Na manhã do sábado, 7 de junho último, um repórter fotográfico do maior jornal de Teresina deu palestra aos estudantes do curso de jornalismo da universidade estadual. Muita conversa vai, muita conversa vem, e o palestrante passa enfim para a exposição de fotos. Entre as quais, algumas suas, de alto ou nenhum valor artístico. Uma deste último grupo, bem recente, causou polêmica quando publicada, e custou muitas broncas e acusações de sensacionalismo ao fotógrafo.

É o seguinte (e peço perdão por perturbar o aprazível dia do leitor em busca de cultura): em uma decrépita casa de prostituição na periferia de Teresina, um homem matou uma mulher por estrangulamento e com algumas facadas. Após o óbito, ele ainda quebrou no meio um cabo de vassoura e enfiou uma das partes na vagina da vítima.

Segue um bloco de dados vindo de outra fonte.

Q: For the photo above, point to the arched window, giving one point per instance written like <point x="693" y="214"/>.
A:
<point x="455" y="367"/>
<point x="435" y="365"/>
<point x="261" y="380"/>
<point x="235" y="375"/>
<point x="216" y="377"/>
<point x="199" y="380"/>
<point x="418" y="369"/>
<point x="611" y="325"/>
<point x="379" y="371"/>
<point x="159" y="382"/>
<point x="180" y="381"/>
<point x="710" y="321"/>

Corta para o dia seguinte ao crime. O citado fotógrafo chega ao afastado local. Para sua surpresa, ele é o único lá. O policial de vigília, ao saber de sua profissão, e acostumado aos maus hábitos dos profissionais de imprensa, apressa-se a descobrir o corpo, para ser fotografado. Mas o fotógrafo, de acordo com seu próprio relato, virou o rosto antes do corpo ser completamente exposto e disse ao policial para não fazer aquilo. Mesmo não entendendo esse jornalista excêntrico, o oficial da lei obedeceu. Com o corpo semi-coberto, a foto foi tirada.

Eis a foto: uma das paredes e o muro que limita o prostíbulo deixaram um espaço ínfimo entre eles, um corredor longo. Na véspera havia chovido, de modo que se viam pequenas poças d'água. O corpo está coberto com um papelão de publicidade, da cabeça até pouco depois dos joelhos. As pernas estão ligeiramente abertas, e já quase perto dos calcanhares acumula-se, junto com a água da chuva, uma pequena quantidade de sangue.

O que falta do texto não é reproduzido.